Site Reliability Engineer (SRE) - Airline Sciences (DMA)
Designation: Developer - Cloud SRE & DevOps
Key Responsibilities:
● Design, implement, and maintain robust and scalable infrastructure on AWS to support our microservices-based applications and REST APIs.
● Work collaboratively with DevOps Engineer’s CI/CD pipelines for automated deployment, testing, and rollback of services.
● Monitor system performance, availability, and reliability using APM tools, with a preference for Kibana-based solutions, and establish effective alerting mechanisms.
● Proactively identify potential issues and bottlenecks through log analysis, performance metrics, and synthetic monitoring; implement preventative measures.
● Troubleshoot and resolve complex production incidents, performing root cause analysis (RCA) and implementing long-term solutions.
● Manage and optimize database performance, reliability, and scalability.
● Configure and maintain network infrastructure, including load balancers, firewalls, and proxies, ensuring secure and efficient traffic flow.
● Champion and implement infrastructure-as-code (IaC) practices.
● Work with Docker for containerization of applications, managing container orchestration and registries.

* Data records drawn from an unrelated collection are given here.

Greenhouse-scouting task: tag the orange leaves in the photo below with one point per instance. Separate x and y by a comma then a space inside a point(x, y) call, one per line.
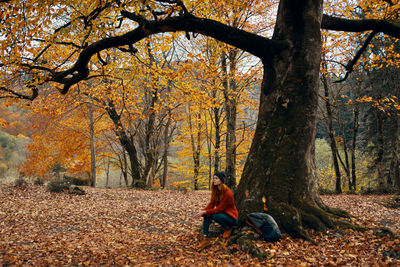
point(145, 228)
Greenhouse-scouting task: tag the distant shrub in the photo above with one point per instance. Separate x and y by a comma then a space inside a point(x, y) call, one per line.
point(20, 182)
point(73, 189)
point(76, 180)
point(325, 191)
point(139, 184)
point(38, 181)
point(57, 186)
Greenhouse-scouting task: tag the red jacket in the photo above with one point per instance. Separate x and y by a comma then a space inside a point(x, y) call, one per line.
point(227, 206)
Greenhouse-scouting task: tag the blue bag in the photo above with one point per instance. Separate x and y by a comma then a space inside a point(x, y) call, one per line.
point(264, 225)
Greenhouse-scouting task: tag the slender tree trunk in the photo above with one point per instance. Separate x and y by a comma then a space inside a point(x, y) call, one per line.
point(108, 173)
point(379, 158)
point(356, 112)
point(126, 143)
point(217, 139)
point(196, 148)
point(280, 166)
point(92, 146)
point(334, 150)
point(165, 153)
point(394, 163)
point(230, 110)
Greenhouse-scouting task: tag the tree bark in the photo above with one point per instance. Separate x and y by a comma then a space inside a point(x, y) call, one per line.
point(230, 111)
point(379, 158)
point(356, 126)
point(280, 165)
point(126, 143)
point(92, 146)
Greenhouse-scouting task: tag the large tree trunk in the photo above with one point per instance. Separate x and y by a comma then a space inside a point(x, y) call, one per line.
point(280, 165)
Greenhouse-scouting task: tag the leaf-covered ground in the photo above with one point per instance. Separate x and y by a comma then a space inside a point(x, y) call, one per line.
point(154, 228)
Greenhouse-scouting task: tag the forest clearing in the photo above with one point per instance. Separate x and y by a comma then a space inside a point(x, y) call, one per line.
point(122, 227)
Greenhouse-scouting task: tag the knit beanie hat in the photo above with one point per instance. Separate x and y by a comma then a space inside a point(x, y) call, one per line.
point(221, 176)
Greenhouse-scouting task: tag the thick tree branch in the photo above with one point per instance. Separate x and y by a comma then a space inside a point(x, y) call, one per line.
point(9, 93)
point(349, 25)
point(241, 39)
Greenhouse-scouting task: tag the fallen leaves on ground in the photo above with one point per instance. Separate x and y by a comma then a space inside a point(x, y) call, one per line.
point(154, 228)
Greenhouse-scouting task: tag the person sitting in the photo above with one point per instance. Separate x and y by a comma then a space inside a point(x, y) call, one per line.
point(221, 209)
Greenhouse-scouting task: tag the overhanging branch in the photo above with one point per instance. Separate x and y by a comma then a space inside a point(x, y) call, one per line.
point(352, 25)
point(349, 67)
point(257, 45)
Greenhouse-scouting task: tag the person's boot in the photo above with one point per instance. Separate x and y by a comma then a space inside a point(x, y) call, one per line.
point(204, 243)
point(227, 233)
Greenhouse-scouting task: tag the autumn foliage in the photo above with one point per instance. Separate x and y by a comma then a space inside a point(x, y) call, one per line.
point(132, 227)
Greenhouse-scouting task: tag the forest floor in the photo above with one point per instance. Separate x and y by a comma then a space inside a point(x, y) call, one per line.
point(122, 227)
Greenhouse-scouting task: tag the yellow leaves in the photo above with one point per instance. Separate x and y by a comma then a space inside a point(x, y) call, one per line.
point(3, 123)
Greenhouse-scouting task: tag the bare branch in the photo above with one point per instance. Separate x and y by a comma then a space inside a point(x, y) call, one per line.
point(349, 67)
point(352, 25)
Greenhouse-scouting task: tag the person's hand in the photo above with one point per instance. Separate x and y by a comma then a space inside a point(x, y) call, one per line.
point(199, 214)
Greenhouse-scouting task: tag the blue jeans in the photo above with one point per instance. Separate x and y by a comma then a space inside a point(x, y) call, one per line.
point(223, 219)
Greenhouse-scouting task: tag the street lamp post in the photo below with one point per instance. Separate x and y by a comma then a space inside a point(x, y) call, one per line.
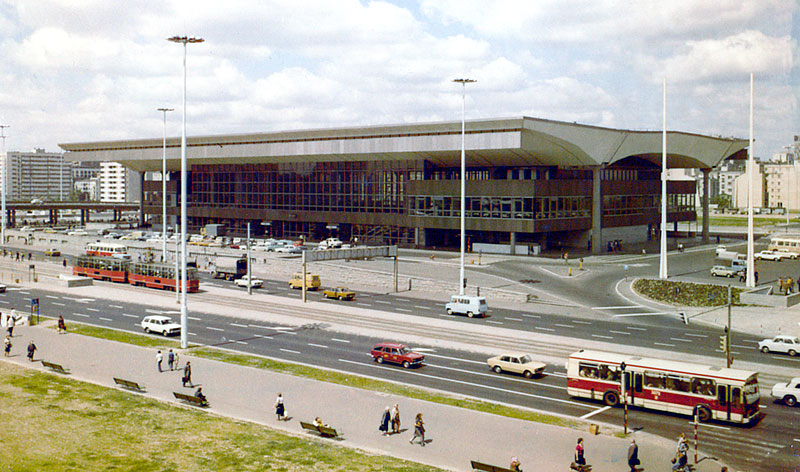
point(184, 316)
point(463, 83)
point(164, 187)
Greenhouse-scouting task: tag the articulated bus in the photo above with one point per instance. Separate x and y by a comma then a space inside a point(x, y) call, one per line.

● Collaborate closely with development teams to define service level objectives (SLOs), service level indicators (SLIs), and error budgets.
● Develop and maintain comprehensive documentation for system architecture, configurations, and operational procedures.
● Drive automation initiatives to reduce manual effort and improve system resilience. ● Contribute to capacity planning and performance tuning efforts.
Required Qualifications:
● Bachelor's degree in Computer Science, Engineering, or a related technical field.
● 4-6 years of experience in Site Reliability Engineering, DevOps, or a similar role.
● Proven hands-on experience with Amazon Web Services (AWS), including services like EC2, S3, RDS, VPC, IAM (Identity and Access Management), Lambda, and EKS/ECS.
● Strong understanding and practical experience with microservices architecture and REST API principles.
● Proficiency in managing and troubleshooting relational and NoSQL databases (e.g., PostgreSQL, MySQL, MongoDB, Cassandra).
● Solid knowledge of networking concepts (TCP/IP, DNS, HTTP/S, VPNs) and experience with proxies (e.g., Nginx, HAProxy).
● Demonstrable experience with monitoring, logging, and alerting systems, with a strong preference for experience with the ELK Stack (Elasticsearch, Logstash, Kibana) for APM and observability.
● Hands-on experience with Docker containerization and orchestration (e.g., Kubernetes, Docker Swarm).
● Capable in at least one scripting language (e.g., Python, Bash, Go).
● Experience with CI/CD tools (e.g., Jenkins, GitLab CI, AWS CodePipeline).
● Strong analytical and problem-solving skills with a proactive approach to identifying and resolving issues.
● Excellent communication and collaboration skills.